New grant to aid young Black males
Georgia College & State University received a grant from the University System of Georgia Board of Regents to create a program that will focus on getting African American males to attend and graduate from college.
The $20,000 grant will create an Academic Initiative for Males Academy, a program that will begin in the summer of 2006 with the aim of encouraging students to attend college. Twenty African American males will be chosen from middle and high schools in Baldwin, Hancock and Putnam counties.
“It’s an innovative approach to service learning combining civic engagement,” said Allia Carter, director of Diversity and Multicultural affairs. “Students have to go through courses related to social sciences and language arts. We take those and relate them to a current issue in their community. They have to build a project about that and how they would resolve the issue.”
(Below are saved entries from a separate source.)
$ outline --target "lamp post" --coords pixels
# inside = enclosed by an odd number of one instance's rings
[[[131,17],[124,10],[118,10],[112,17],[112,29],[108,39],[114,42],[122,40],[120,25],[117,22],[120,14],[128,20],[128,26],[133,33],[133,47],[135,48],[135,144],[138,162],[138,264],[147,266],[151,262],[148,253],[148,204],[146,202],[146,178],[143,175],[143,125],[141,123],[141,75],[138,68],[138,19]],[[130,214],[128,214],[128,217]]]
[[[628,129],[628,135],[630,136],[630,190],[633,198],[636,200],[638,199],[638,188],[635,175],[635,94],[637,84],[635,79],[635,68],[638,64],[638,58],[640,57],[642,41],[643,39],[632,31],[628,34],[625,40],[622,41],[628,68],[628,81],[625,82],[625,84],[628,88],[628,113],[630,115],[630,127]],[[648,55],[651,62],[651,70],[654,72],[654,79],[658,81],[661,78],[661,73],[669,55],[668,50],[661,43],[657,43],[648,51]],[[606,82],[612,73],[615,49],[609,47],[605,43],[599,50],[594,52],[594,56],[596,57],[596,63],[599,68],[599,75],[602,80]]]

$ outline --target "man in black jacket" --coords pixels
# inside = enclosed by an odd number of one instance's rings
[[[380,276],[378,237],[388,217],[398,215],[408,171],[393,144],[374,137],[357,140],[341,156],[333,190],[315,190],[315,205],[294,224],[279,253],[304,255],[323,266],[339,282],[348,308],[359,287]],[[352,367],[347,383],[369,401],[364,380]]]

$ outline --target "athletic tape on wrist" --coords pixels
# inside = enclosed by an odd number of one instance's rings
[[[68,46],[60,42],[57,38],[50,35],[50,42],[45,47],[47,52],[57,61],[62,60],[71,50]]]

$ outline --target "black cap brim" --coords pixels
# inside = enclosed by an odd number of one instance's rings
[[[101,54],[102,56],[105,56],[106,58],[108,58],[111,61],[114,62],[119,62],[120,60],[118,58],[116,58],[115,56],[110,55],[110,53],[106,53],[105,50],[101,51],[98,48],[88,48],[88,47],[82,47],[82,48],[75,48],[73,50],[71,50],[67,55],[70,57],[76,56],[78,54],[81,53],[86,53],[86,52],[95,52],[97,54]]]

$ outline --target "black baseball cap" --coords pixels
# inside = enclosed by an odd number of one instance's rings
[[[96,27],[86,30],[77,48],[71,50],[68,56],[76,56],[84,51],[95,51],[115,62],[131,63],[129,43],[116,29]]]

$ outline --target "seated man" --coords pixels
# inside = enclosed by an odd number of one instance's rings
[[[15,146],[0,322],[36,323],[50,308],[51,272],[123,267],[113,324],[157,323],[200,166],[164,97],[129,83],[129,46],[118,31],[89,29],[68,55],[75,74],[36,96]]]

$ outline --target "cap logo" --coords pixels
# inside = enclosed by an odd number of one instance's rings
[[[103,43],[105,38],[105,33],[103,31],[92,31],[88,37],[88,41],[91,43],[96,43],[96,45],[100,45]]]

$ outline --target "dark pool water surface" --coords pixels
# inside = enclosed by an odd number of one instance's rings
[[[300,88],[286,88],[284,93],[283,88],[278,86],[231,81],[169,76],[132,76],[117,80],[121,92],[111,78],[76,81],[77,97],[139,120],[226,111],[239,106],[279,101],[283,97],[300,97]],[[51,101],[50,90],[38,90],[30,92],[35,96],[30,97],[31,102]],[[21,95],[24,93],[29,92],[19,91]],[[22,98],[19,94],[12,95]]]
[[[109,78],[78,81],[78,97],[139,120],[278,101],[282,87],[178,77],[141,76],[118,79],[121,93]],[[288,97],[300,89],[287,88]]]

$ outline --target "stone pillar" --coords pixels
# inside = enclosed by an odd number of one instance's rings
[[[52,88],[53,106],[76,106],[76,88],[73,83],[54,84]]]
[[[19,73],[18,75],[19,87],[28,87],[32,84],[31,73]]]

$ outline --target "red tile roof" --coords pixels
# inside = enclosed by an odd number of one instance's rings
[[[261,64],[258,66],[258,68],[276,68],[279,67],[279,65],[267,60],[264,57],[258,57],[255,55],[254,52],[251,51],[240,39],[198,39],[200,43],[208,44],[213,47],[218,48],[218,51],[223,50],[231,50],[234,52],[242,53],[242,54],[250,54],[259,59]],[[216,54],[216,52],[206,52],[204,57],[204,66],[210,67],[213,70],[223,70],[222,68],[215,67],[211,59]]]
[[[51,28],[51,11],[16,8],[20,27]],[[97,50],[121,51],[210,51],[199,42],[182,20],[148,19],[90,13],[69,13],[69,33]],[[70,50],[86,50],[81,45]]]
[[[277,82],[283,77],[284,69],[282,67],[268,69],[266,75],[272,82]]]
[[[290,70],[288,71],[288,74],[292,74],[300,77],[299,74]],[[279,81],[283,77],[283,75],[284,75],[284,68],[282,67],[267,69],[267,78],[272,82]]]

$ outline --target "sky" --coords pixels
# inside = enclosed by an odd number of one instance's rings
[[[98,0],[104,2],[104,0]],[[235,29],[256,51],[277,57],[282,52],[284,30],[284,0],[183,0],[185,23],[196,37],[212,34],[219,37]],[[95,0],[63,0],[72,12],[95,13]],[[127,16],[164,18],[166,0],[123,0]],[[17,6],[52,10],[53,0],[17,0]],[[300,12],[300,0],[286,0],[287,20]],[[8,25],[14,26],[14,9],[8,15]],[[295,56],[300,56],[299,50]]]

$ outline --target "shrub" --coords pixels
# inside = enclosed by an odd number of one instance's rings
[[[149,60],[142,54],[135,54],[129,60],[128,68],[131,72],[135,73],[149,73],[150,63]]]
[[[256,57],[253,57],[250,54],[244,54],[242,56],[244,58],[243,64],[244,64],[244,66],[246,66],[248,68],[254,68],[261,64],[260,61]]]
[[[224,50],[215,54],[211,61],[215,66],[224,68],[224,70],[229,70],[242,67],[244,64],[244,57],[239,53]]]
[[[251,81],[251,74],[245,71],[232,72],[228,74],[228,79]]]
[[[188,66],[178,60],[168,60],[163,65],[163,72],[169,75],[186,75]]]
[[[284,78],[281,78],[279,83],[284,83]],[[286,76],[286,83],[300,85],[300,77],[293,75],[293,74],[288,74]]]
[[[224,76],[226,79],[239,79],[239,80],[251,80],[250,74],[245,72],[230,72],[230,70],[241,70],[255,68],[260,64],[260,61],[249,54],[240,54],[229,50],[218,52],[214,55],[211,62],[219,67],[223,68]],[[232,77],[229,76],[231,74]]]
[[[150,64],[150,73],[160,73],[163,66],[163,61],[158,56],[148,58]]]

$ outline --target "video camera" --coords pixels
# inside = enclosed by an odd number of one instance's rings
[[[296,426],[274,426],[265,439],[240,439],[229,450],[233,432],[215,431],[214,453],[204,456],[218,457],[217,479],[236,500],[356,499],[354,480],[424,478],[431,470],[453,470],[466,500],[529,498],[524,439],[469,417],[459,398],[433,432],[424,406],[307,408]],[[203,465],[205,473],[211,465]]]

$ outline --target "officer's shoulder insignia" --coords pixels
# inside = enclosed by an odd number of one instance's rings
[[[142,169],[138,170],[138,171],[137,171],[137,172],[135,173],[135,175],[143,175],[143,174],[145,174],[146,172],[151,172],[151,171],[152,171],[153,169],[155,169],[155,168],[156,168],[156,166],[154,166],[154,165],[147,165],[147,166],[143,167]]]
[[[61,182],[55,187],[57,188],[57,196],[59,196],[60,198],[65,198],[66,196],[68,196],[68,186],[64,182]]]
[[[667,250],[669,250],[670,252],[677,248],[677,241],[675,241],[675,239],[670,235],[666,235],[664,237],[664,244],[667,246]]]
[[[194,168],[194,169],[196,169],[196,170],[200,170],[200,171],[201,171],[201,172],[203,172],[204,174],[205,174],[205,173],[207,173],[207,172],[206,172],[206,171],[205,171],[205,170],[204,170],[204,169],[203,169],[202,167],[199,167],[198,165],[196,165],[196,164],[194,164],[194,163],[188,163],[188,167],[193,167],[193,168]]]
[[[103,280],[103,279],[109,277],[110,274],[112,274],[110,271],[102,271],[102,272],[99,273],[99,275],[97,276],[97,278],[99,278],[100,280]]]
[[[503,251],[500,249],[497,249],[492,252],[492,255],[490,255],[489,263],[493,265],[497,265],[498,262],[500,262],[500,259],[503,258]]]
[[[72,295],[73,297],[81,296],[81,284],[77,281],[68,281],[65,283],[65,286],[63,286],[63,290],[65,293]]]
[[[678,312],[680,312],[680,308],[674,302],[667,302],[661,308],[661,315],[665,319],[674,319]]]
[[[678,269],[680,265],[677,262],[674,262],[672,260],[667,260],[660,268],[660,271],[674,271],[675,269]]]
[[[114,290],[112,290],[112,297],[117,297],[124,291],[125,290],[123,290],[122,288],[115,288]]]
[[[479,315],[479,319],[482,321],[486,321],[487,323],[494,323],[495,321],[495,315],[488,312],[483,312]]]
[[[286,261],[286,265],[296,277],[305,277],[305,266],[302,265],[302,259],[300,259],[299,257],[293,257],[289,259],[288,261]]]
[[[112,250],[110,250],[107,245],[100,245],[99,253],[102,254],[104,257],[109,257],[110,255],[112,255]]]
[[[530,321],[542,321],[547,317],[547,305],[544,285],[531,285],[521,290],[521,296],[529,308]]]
The two week program will allow students to experience college life and connect them with successful African American males in the community. Organizations such as the Milledgeville 100 Black Men of America, the Macon Alumnae Chapter of Kappa Alpha Psi Fraternity and the Mu Gamma Chapter of Alpha Phi Alpha will participate in the program.
“The three of the (organizations) will work with us in creating the mentorship component of the program,” Carter said.
“They will be paired up with a student coming through the program.”
“Basically they’re using us as role models,” said Brandon Jackson, a member of the Mu Gamma Chapter of Alpha Phi Alpha Fraternity. “We’re going to be involved in the 14 day program just to show them some examples of successful black men.”
The program will provide participants with a positive outlook on higher education and give the students an opportunity to make a difference in their communities.
“I personally have always thought that there was always a problem within the African American male community in the sense that somewhere along the way we go astray,” said Jackson, a senior psychology major. “I feel that around the beginning of high school, maybe late middle school, it becomes not cool to be smart.”
AIM Academy will include students from GC&SU, professors and high school teachers to give participants positive role models and address the needs of their social surroundings.
“(We want to) just take a group of 20 students and show them the attention that they really need,” Jackson said.
“I believe that youth has answers that many times we overlook,” Carter said. “What we wanted to do was design an opportunity for these (students) that are typically affected by community issues to actually come up with a resolution.”
Students in the program will be paired in groups to complete their projects, and the winners will be sent to the Middle Georgia Economic Development Conference to present their proposals.
Carter hopes that these participants will gain more from the program than receiving an award.
“I hope that these students can go back into their schools and impact the students that they are around,” Carter said. ” I want (the program) to increase the enrollment of them going to college.”